Czy personel pokładowy zarabia wystarczająco dobrze?
Lotnicze profesje wciąż cieszą się dużą popularnością. Jako największe zalety tych zawodów kandydaci na pilotów lub członków personelu pokładowego wymieniają możliwość wykonywania ciekawego zajęcia, podróżowanie, duży prestiż i co niemniej ważne, wysokie zarobki. Większość marzących o pracy w lotnictwie widzi siebie za sterami samolotu, co jednak ze względów zdrowotnych, czy też finansowych, nie zawsze jest możliwe. W takim przypadku dla niektórych otwiera się druga droga, która również dzięki wyrzeczeniom i konsekwencji, pozwala w końcu osiągnąć status pokładowego personelu lotniczego i rozpocząć regularne loty u jednego z niezliczonych na świecie przewoźników lotniczych. Jakie jednak profity można osiągnąć na stanowisku stewardessy lub stewarda?

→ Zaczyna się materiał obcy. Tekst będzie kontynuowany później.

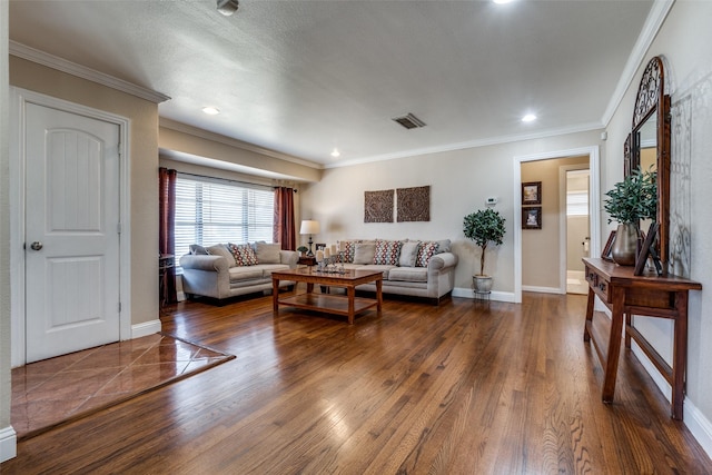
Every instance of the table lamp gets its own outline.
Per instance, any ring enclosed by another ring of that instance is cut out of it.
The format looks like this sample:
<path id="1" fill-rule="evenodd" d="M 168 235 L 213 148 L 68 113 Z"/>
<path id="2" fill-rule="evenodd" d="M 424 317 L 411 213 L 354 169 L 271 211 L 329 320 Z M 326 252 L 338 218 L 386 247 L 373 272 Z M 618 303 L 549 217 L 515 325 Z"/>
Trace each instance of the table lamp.
<path id="1" fill-rule="evenodd" d="M 307 256 L 312 257 L 314 256 L 314 253 L 312 251 L 312 235 L 317 235 L 319 234 L 319 221 L 315 221 L 312 219 L 306 219 L 304 221 L 301 221 L 301 228 L 299 228 L 299 234 L 300 235 L 309 235 L 309 251 L 307 253 Z"/>

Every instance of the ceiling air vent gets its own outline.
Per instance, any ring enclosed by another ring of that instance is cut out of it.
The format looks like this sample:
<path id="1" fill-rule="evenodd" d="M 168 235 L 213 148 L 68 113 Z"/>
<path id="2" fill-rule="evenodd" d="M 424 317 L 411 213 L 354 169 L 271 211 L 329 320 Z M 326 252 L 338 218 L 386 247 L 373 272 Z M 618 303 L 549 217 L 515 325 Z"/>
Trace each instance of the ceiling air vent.
<path id="1" fill-rule="evenodd" d="M 403 117 L 396 117 L 393 120 L 400 123 L 403 127 L 405 127 L 408 130 L 425 127 L 425 122 L 412 113 L 408 113 L 407 116 L 403 116 Z"/>

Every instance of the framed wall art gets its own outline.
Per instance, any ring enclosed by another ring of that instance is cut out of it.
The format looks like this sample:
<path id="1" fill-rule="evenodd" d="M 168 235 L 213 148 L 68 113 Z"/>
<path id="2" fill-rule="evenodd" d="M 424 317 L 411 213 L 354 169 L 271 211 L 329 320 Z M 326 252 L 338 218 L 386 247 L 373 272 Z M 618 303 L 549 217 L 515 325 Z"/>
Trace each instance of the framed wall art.
<path id="1" fill-rule="evenodd" d="M 393 222 L 395 190 L 364 191 L 364 222 Z"/>
<path id="2" fill-rule="evenodd" d="M 522 184 L 522 206 L 542 204 L 542 182 L 527 181 Z"/>
<path id="3" fill-rule="evenodd" d="M 431 220 L 431 187 L 398 188 L 396 190 L 397 220 Z"/>
<path id="4" fill-rule="evenodd" d="M 542 229 L 542 207 L 522 208 L 522 229 Z"/>

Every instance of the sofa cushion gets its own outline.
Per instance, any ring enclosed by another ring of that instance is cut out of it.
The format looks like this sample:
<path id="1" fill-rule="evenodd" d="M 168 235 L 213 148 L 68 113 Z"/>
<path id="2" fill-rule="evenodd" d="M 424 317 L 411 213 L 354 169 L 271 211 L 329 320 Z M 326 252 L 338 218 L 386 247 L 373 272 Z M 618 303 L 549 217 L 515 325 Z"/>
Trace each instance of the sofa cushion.
<path id="1" fill-rule="evenodd" d="M 405 283 L 426 283 L 427 268 L 425 267 L 396 267 L 388 273 L 388 280 Z"/>
<path id="2" fill-rule="evenodd" d="M 222 256 L 227 260 L 228 267 L 235 267 L 237 264 L 235 263 L 235 258 L 233 257 L 233 253 L 225 246 L 224 244 L 216 244 L 207 248 L 208 253 L 211 256 Z"/>
<path id="3" fill-rule="evenodd" d="M 437 251 L 437 241 L 423 241 L 418 245 L 418 255 L 415 259 L 416 267 L 427 267 L 431 257 Z"/>
<path id="4" fill-rule="evenodd" d="M 188 247 L 188 251 L 194 256 L 207 256 L 208 254 L 210 254 L 208 253 L 207 248 L 200 246 L 199 244 L 191 244 Z"/>
<path id="5" fill-rule="evenodd" d="M 369 264 L 368 266 L 362 266 L 359 267 L 359 269 L 362 270 L 379 270 L 383 273 L 383 279 L 384 280 L 388 280 L 388 276 L 390 270 L 393 269 L 397 269 L 396 266 L 382 266 L 382 265 L 376 265 L 376 264 Z"/>
<path id="6" fill-rule="evenodd" d="M 354 264 L 373 264 L 376 254 L 375 244 L 357 243 L 354 249 Z"/>
<path id="7" fill-rule="evenodd" d="M 400 257 L 399 240 L 376 239 L 376 249 L 374 253 L 374 264 L 385 266 L 397 266 L 398 257 Z"/>
<path id="8" fill-rule="evenodd" d="M 233 253 L 235 264 L 238 267 L 256 266 L 259 264 L 257 256 L 255 255 L 255 249 L 253 249 L 250 245 L 228 243 L 227 247 L 230 249 L 230 253 Z"/>
<path id="9" fill-rule="evenodd" d="M 418 256 L 418 240 L 409 240 L 403 243 L 400 247 L 400 257 L 398 258 L 398 266 L 402 267 L 415 267 L 415 259 Z"/>
<path id="10" fill-rule="evenodd" d="M 263 269 L 264 278 L 271 278 L 271 273 L 289 270 L 289 266 L 287 264 L 259 264 L 257 267 Z"/>
<path id="11" fill-rule="evenodd" d="M 279 264 L 280 250 L 279 244 L 255 243 L 255 254 L 259 264 Z"/>
<path id="12" fill-rule="evenodd" d="M 230 267 L 230 284 L 244 280 L 259 280 L 264 277 L 264 269 L 256 266 L 236 266 Z"/>

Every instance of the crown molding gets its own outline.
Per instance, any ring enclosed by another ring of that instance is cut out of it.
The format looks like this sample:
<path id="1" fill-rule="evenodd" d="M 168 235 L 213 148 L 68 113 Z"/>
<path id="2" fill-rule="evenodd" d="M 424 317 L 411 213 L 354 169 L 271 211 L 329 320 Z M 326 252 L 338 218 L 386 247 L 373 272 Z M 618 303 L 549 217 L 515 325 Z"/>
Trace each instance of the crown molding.
<path id="1" fill-rule="evenodd" d="M 277 158 L 279 160 L 289 161 L 289 162 L 301 165 L 301 166 L 309 167 L 309 168 L 316 168 L 316 169 L 324 168 L 319 164 L 315 164 L 314 161 L 308 161 L 308 160 L 305 160 L 305 159 L 301 159 L 301 158 L 298 158 L 298 157 L 294 157 L 291 155 L 281 154 L 281 152 L 276 151 L 276 150 L 271 150 L 271 149 L 268 149 L 268 148 L 263 148 L 263 147 L 259 147 L 259 146 L 256 146 L 254 144 L 249 144 L 249 142 L 246 142 L 246 141 L 243 141 L 243 140 L 238 140 L 238 139 L 234 139 L 234 138 L 230 138 L 230 137 L 221 136 L 219 133 L 209 132 L 209 131 L 207 131 L 205 129 L 192 127 L 192 126 L 189 126 L 189 125 L 184 123 L 184 122 L 177 122 L 175 120 L 167 119 L 165 117 L 159 117 L 158 125 L 159 125 L 159 127 L 165 127 L 165 128 L 170 129 L 170 130 L 176 130 L 178 132 L 188 133 L 188 135 L 191 135 L 191 136 L 195 136 L 195 137 L 199 137 L 201 139 L 210 140 L 210 141 L 222 144 L 222 145 L 227 145 L 229 147 L 239 148 L 241 150 L 247 150 L 247 151 L 251 151 L 251 152 L 255 152 L 255 154 L 265 155 L 267 157 Z"/>
<path id="2" fill-rule="evenodd" d="M 136 96 L 141 99 L 146 99 L 155 103 L 160 103 L 170 99 L 170 97 L 161 92 L 137 86 L 132 82 L 125 81 L 123 79 L 115 78 L 113 76 L 109 76 L 103 72 L 87 68 L 86 66 L 77 65 L 76 62 L 71 62 L 63 58 L 59 58 L 48 52 L 40 51 L 17 41 L 10 40 L 9 52 L 10 55 L 18 58 L 27 59 L 28 61 L 47 66 L 48 68 L 66 72 L 78 78 L 87 79 L 89 81 L 97 82 L 99 85 L 119 90 L 121 92 L 126 92 L 131 96 Z"/>
<path id="3" fill-rule="evenodd" d="M 563 127 L 558 129 L 543 130 L 535 133 L 526 133 L 526 135 L 518 135 L 518 136 L 502 136 L 502 137 L 494 137 L 494 138 L 482 139 L 482 140 L 469 140 L 469 141 L 448 144 L 448 145 L 437 146 L 437 147 L 406 150 L 406 151 L 399 151 L 394 154 L 377 155 L 373 157 L 365 157 L 365 158 L 343 161 L 339 164 L 326 165 L 324 166 L 324 168 L 350 167 L 354 165 L 370 164 L 375 161 L 395 160 L 397 158 L 418 157 L 422 155 L 442 154 L 446 151 L 464 150 L 468 148 L 487 147 L 493 145 L 511 144 L 511 142 L 517 142 L 523 140 L 543 139 L 547 137 L 556 137 L 556 136 L 563 136 L 567 133 L 589 132 L 592 130 L 601 130 L 602 128 L 603 128 L 603 125 L 600 122 L 581 123 L 577 126 Z"/>
<path id="4" fill-rule="evenodd" d="M 662 28 L 663 22 L 665 21 L 665 18 L 668 18 L 668 13 L 670 13 L 670 10 L 672 9 L 672 6 L 674 3 L 675 0 L 653 1 L 653 7 L 650 9 L 650 13 L 647 13 L 647 18 L 645 19 L 645 24 L 643 24 L 641 34 L 637 37 L 637 41 L 635 41 L 633 50 L 627 57 L 627 62 L 625 63 L 625 68 L 623 68 L 621 79 L 619 79 L 619 83 L 613 91 L 613 96 L 611 96 L 609 107 L 606 107 L 605 111 L 603 112 L 603 117 L 601 118 L 601 122 L 603 122 L 605 127 L 609 126 L 609 122 L 613 118 L 615 110 L 621 105 L 623 96 L 625 96 L 625 91 L 631 87 L 631 83 L 635 78 L 635 72 L 645 60 L 647 50 L 657 36 L 657 32 Z"/>

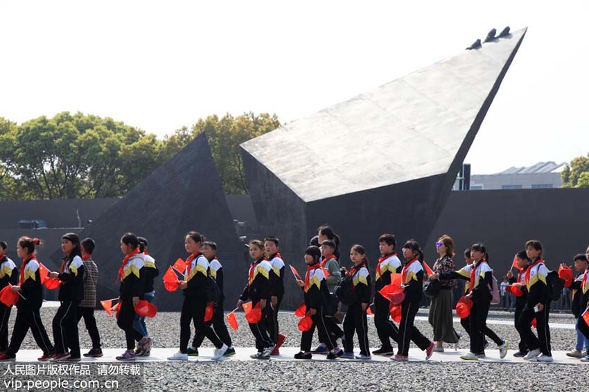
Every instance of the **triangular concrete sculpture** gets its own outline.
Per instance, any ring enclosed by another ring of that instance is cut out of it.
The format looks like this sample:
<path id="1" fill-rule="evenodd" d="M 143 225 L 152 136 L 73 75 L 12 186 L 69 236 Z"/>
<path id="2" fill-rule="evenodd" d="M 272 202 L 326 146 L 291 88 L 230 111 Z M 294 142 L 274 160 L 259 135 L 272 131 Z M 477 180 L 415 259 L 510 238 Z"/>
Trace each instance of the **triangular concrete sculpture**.
<path id="1" fill-rule="evenodd" d="M 525 33 L 242 144 L 260 229 L 283 240 L 287 262 L 302 265 L 305 245 L 324 223 L 342 236 L 344 265 L 355 243 L 373 261 L 383 233 L 433 246 L 423 241 Z"/>
<path id="2" fill-rule="evenodd" d="M 227 307 L 231 307 L 245 284 L 247 262 L 204 134 L 79 233 L 80 239 L 90 237 L 96 242 L 98 299 L 118 295 L 115 278 L 123 256 L 119 240 L 124 233 L 131 231 L 148 239 L 150 254 L 160 269 L 155 282 L 155 303 L 160 310 L 180 309 L 182 290 L 166 291 L 162 276 L 170 264 L 188 256 L 184 235 L 191 230 L 197 230 L 217 243 L 225 271 Z M 53 258 L 60 257 L 56 253 Z"/>

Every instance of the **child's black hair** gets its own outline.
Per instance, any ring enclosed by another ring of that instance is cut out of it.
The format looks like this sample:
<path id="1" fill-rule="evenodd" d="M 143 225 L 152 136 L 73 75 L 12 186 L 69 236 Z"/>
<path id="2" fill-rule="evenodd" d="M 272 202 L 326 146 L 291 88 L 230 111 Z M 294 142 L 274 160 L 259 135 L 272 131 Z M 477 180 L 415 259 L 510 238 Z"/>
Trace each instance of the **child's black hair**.
<path id="1" fill-rule="evenodd" d="M 132 233 L 125 233 L 123 234 L 123 237 L 121 238 L 121 242 L 125 245 L 132 246 L 133 249 L 139 247 L 139 240 L 137 238 L 137 236 Z"/>
<path id="2" fill-rule="evenodd" d="M 305 249 L 305 254 L 309 255 L 313 258 L 313 260 L 315 262 L 319 261 L 319 258 L 321 257 L 321 251 L 315 245 L 311 245 L 308 247 L 306 249 Z"/>
<path id="3" fill-rule="evenodd" d="M 477 242 L 476 244 L 473 244 L 472 247 L 471 247 L 471 251 L 476 251 L 477 252 L 481 252 L 483 253 L 483 258 L 489 262 L 489 253 L 486 251 L 486 247 L 482 244 L 480 242 Z"/>
<path id="4" fill-rule="evenodd" d="M 421 245 L 419 244 L 419 242 L 418 242 L 417 240 L 414 240 L 413 238 L 407 240 L 405 242 L 405 244 L 403 244 L 403 249 L 411 249 L 417 254 L 419 262 L 423 262 L 423 251 L 421 250 Z"/>
<path id="5" fill-rule="evenodd" d="M 91 255 L 94 253 L 94 248 L 96 247 L 96 243 L 91 238 L 84 238 L 80 243 L 82 248 L 87 253 Z"/>
<path id="6" fill-rule="evenodd" d="M 266 241 L 272 241 L 274 243 L 276 247 L 279 247 L 280 246 L 280 241 L 279 241 L 278 238 L 276 237 L 274 237 L 274 235 L 268 235 L 267 237 L 264 238 L 264 242 L 265 242 Z"/>
<path id="7" fill-rule="evenodd" d="M 217 250 L 217 244 L 216 242 L 214 242 L 213 241 L 204 241 L 200 244 L 201 247 L 204 247 L 204 245 L 209 245 L 213 249 L 213 251 Z"/>
<path id="8" fill-rule="evenodd" d="M 389 247 L 393 246 L 393 248 L 397 245 L 397 242 L 395 240 L 395 236 L 392 234 L 383 234 L 378 238 L 378 242 L 385 242 Z"/>

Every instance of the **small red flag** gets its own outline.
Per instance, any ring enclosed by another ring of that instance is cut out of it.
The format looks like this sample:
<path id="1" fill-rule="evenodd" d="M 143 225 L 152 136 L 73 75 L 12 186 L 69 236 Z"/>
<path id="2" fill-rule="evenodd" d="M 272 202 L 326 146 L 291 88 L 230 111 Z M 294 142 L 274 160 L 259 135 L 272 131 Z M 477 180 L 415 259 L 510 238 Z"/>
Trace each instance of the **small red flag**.
<path id="1" fill-rule="evenodd" d="M 210 321 L 213 319 L 213 313 L 215 311 L 215 304 L 211 303 L 206 305 L 206 308 L 204 310 L 204 322 Z"/>
<path id="2" fill-rule="evenodd" d="M 305 313 L 307 312 L 307 307 L 305 305 L 305 302 L 303 301 L 299 305 L 299 308 L 297 308 L 297 311 L 294 312 L 294 314 L 298 317 L 303 317 L 305 315 Z"/>
<path id="3" fill-rule="evenodd" d="M 289 267 L 290 267 L 290 271 L 292 272 L 292 274 L 294 275 L 294 277 L 299 280 L 302 280 L 301 276 L 299 275 L 299 272 L 297 271 L 297 269 L 292 267 L 292 265 L 289 265 Z"/>
<path id="4" fill-rule="evenodd" d="M 177 269 L 182 274 L 184 273 L 184 270 L 186 269 L 186 262 L 181 258 L 177 260 L 174 264 L 172 265 L 174 268 Z"/>
<path id="5" fill-rule="evenodd" d="M 237 319 L 235 318 L 235 310 L 227 314 L 227 322 L 233 328 L 233 330 L 237 330 Z"/>
<path id="6" fill-rule="evenodd" d="M 423 267 L 425 269 L 425 273 L 428 274 L 428 276 L 430 275 L 433 274 L 434 271 L 432 271 L 432 269 L 430 268 L 430 266 L 428 265 L 428 263 L 426 263 L 425 261 L 423 262 Z"/>

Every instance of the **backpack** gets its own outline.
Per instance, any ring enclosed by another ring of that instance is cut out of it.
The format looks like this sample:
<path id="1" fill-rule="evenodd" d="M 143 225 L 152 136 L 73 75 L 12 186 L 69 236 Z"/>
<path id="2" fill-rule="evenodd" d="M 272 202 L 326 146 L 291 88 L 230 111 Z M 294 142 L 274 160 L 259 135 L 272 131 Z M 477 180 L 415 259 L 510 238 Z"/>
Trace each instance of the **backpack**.
<path id="1" fill-rule="evenodd" d="M 489 287 L 489 285 L 487 285 L 487 287 L 491 294 L 491 304 L 497 305 L 501 303 L 501 296 L 499 294 L 499 285 L 497 284 L 497 278 L 495 277 L 495 275 L 491 275 L 491 276 L 493 280 L 491 280 L 491 284 L 493 287 Z"/>
<path id="2" fill-rule="evenodd" d="M 559 274 L 556 271 L 550 271 L 546 276 L 546 285 L 548 286 L 550 301 L 558 301 L 563 294 L 565 280 L 559 278 Z"/>

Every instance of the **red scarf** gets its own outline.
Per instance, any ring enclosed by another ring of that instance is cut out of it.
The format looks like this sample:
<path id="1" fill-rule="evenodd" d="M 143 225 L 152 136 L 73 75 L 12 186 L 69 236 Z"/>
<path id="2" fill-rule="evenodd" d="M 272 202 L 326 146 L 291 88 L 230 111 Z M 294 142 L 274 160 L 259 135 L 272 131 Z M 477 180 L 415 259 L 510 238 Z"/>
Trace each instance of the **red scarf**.
<path id="1" fill-rule="evenodd" d="M 190 276 L 190 270 L 192 269 L 192 260 L 193 260 L 195 258 L 198 257 L 202 254 L 200 251 L 197 251 L 195 253 L 190 255 L 188 258 L 186 258 L 186 276 L 184 276 L 184 279 L 188 279 Z"/>
<path id="2" fill-rule="evenodd" d="M 267 261 L 265 257 L 264 258 L 252 262 L 252 265 L 249 266 L 249 271 L 247 273 L 248 286 L 251 286 L 252 283 L 254 282 L 254 271 L 256 270 L 256 266 L 262 262 L 263 261 Z"/>
<path id="3" fill-rule="evenodd" d="M 116 276 L 116 280 L 115 280 L 115 283 L 118 282 L 119 279 L 121 279 L 121 281 L 124 279 L 125 266 L 127 265 L 127 262 L 129 261 L 129 259 L 136 254 L 139 254 L 140 253 L 139 248 L 137 248 L 125 256 L 125 258 L 123 259 L 123 264 L 121 265 L 121 268 L 118 269 L 118 274 Z"/>
<path id="4" fill-rule="evenodd" d="M 19 280 L 19 285 L 22 285 L 24 283 L 24 266 L 26 265 L 26 263 L 30 261 L 31 260 L 37 260 L 37 258 L 35 257 L 35 255 L 30 255 L 28 257 L 26 257 L 22 259 L 22 265 L 21 265 L 21 274 L 20 279 Z"/>
<path id="5" fill-rule="evenodd" d="M 414 258 L 409 260 L 408 262 L 405 263 L 405 265 L 403 266 L 403 271 L 401 273 L 401 284 L 404 285 L 405 283 L 405 279 L 407 278 L 407 270 L 409 269 L 409 267 L 415 262 L 416 261 L 419 261 L 419 258 Z"/>
<path id="6" fill-rule="evenodd" d="M 527 271 L 526 271 L 526 277 L 525 277 L 525 283 L 526 286 L 527 286 L 527 283 L 528 283 L 528 282 L 529 282 L 529 273 L 531 272 L 531 268 L 534 265 L 539 264 L 540 262 L 544 262 L 544 260 L 542 260 L 541 258 L 538 258 L 538 260 L 534 261 L 534 263 L 532 263 L 531 265 L 530 265 L 529 267 L 527 267 Z"/>
<path id="7" fill-rule="evenodd" d="M 383 257 L 378 258 L 378 264 L 376 265 L 376 275 L 378 275 L 378 276 L 380 276 L 380 263 L 389 258 L 389 257 L 392 257 L 394 256 L 397 256 L 397 253 L 396 252 L 393 252 L 390 254 L 383 256 Z"/>
<path id="8" fill-rule="evenodd" d="M 313 265 L 307 265 L 307 274 L 305 275 L 305 292 L 309 289 L 309 275 L 310 275 L 311 269 L 320 267 L 319 262 L 315 262 Z"/>

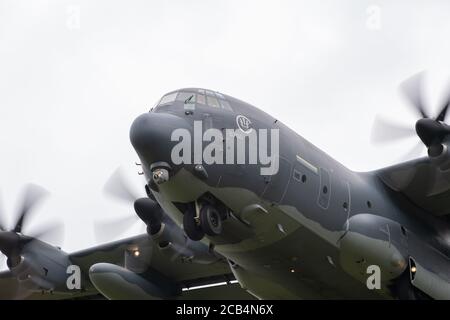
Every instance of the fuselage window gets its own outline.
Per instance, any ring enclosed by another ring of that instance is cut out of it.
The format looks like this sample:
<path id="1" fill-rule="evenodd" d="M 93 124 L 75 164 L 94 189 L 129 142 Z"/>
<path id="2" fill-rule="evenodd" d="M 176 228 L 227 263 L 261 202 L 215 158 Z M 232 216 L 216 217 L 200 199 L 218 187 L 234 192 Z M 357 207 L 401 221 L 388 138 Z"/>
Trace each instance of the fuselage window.
<path id="1" fill-rule="evenodd" d="M 177 101 L 183 101 L 185 103 L 195 102 L 195 93 L 192 92 L 179 92 L 177 96 Z"/>
<path id="2" fill-rule="evenodd" d="M 159 105 L 174 102 L 175 98 L 177 97 L 177 94 L 178 92 L 173 92 L 165 95 L 164 97 L 162 97 L 161 101 L 159 102 Z"/>
<path id="3" fill-rule="evenodd" d="M 225 99 L 225 97 L 223 96 L 223 94 L 216 92 L 216 96 L 220 99 Z"/>
<path id="4" fill-rule="evenodd" d="M 206 100 L 208 101 L 208 106 L 214 107 L 214 108 L 219 108 L 219 101 L 217 101 L 216 98 L 207 96 Z"/>

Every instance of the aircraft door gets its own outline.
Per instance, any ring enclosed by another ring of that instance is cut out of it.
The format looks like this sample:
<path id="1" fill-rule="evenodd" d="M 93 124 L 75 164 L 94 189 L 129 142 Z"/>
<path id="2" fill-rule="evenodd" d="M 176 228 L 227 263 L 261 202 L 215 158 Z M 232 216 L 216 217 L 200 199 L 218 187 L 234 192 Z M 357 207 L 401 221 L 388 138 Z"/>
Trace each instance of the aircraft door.
<path id="1" fill-rule="evenodd" d="M 319 169 L 319 196 L 317 203 L 322 209 L 328 209 L 331 196 L 331 176 L 330 172 L 324 168 Z"/>

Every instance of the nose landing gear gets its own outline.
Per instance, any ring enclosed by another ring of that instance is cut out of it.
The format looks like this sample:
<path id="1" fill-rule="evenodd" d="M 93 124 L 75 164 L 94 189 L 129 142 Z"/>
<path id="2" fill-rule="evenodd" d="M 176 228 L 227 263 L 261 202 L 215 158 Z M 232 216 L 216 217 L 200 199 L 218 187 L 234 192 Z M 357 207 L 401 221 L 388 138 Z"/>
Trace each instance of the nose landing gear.
<path id="1" fill-rule="evenodd" d="M 183 216 L 183 227 L 186 235 L 194 241 L 201 240 L 205 234 L 211 237 L 222 233 L 222 216 L 213 205 L 203 204 L 190 206 Z"/>

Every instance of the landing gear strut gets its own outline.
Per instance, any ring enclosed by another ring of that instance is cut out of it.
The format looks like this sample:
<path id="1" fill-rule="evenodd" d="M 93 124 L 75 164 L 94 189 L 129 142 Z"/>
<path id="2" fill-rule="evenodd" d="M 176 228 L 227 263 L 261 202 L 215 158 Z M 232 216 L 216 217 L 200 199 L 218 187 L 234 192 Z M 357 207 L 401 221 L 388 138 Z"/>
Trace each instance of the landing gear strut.
<path id="1" fill-rule="evenodd" d="M 196 221 L 195 209 L 193 207 L 189 207 L 184 212 L 183 228 L 184 232 L 186 232 L 186 235 L 191 240 L 199 241 L 205 236 L 205 232 Z"/>
<path id="2" fill-rule="evenodd" d="M 183 216 L 183 226 L 186 235 L 194 241 L 201 240 L 205 234 L 211 237 L 222 233 L 222 217 L 219 211 L 210 204 L 201 206 L 199 217 L 195 208 L 189 207 Z"/>
<path id="3" fill-rule="evenodd" d="M 200 226 L 208 236 L 222 233 L 222 218 L 219 211 L 211 205 L 204 205 L 200 210 Z"/>

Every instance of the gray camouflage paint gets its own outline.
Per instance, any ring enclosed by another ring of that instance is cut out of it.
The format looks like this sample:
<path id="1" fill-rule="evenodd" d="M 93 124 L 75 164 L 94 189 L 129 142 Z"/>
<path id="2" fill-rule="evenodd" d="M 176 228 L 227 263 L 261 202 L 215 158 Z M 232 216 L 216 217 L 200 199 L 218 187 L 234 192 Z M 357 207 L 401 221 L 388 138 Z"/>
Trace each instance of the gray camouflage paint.
<path id="1" fill-rule="evenodd" d="M 450 280 L 448 245 L 436 240 L 442 226 L 448 230 L 446 222 L 394 191 L 380 179 L 382 171 L 353 172 L 263 111 L 225 97 L 233 111 L 197 104 L 186 114 L 183 101 L 158 106 L 135 120 L 130 138 L 149 184 L 152 164 L 170 165 L 170 180 L 152 192 L 179 226 L 183 212 L 175 203 L 206 192 L 232 210 L 235 218 L 225 220 L 223 234 L 202 241 L 230 261 L 242 287 L 258 298 L 392 298 L 389 286 L 409 272 L 412 256 L 441 288 L 414 285 L 431 297 L 450 298 L 442 294 Z M 258 165 L 203 164 L 205 179 L 194 165 L 171 162 L 174 129 L 192 131 L 194 120 L 234 129 L 238 115 L 254 129 L 280 130 L 276 175 L 261 176 Z M 381 267 L 381 290 L 366 287 L 370 264 Z"/>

Do zadań personelu pokładowego należy obsługa, gościnność, a co najważniejsze zapewnienie bezpieczeństwa pasażerom linii lotniczych. W zawodzie muszą zatem pracować profesjonaliści, którzy powinni być też odpowiednio opłacani. Według Amerykańskiego Biura Statystyk Pracy (U.S. Bureau of Labor Statistics - BLS), które zajmuje się analizą danych z amerykańskiego rynku pracy, w roku 2010 r., stewardessy i stewardzi w USA otrzymywali pensję roczną w wysokości od 35 tys. do 45 tys. dolarów, co przekładało się na zarobki miesięczne w wysokości ok. 2900-3750 dolarów brutto.
Według BLS, 50 procent personelu pokładowego zarobiło średnio 40.010 dolarów rocznie, co zależało oczywiście od poziomu doświadczenia i pracodawcy. Jednak stewardessy i stewardzi mogli zarobić znacznie więcej - lub mniej - niż wynosiła średnia. Według tych samych statystyk, 10 procent najlepiej zarabiających w zawodzie uzyskało w 2009 r. 71,280 dolarów rocznie (5940 dolarów miesięcznie), a najsłabiej zarabiających zaledwie 25.420 dolarów rocznie (2118 dolarów miesięcznie). Chociaż pensja jest najważniejsza, to nie jest wszystkim. Oprócz regularnych poborów niektórzy pracodawcy oferują dla członków personelu pokładowego i ich bliskich możliwość korzystania z przelotów po bardzo atrakcyjnych cenach. Inne korzyści obejmują możliwość podróżowania w różne atrakcyjne miejsca, w różne strefy czasowe i pobieranie diet za pracę za granicą.
Statystyki te dotyczą jednak roku 2010 i do obecnej chwili mogły się zdecydowanie zmienić. Odmienna sytuacja panuje w tej kwestii w naszym kraju, bowiem na polskim rynku utrzymuje się jedynie kilku przewoźników, którzy zatrudniają swój personel pokładowy. To powoduje brak większych możliwości zmiany pracodawcy i przymus zaakceptowania zarobków często w nieadekwatnej wysokości w stosunku do odpowiedzialności wynikającej z wykonywanych obowiązków. W tej grupie zawodowej panuje powszechna opinia, iż standardy wynagrodzenia nie gwarantują pełnej satysfakcji z wykonywanego zajęcia. Do tego dochodzi jeszcze częsta rozłąka z bliskimi. Jednak zawsze jest mnóstwo chętnych, którzy chcą rozpocząć przygodę z lataniem, nawet za cenę niskich zarobków. Czy zatem decyzja o związaniu się na lata pracą na pokładzie samolotów pasażerskich jest właściwa i przyszłościowa?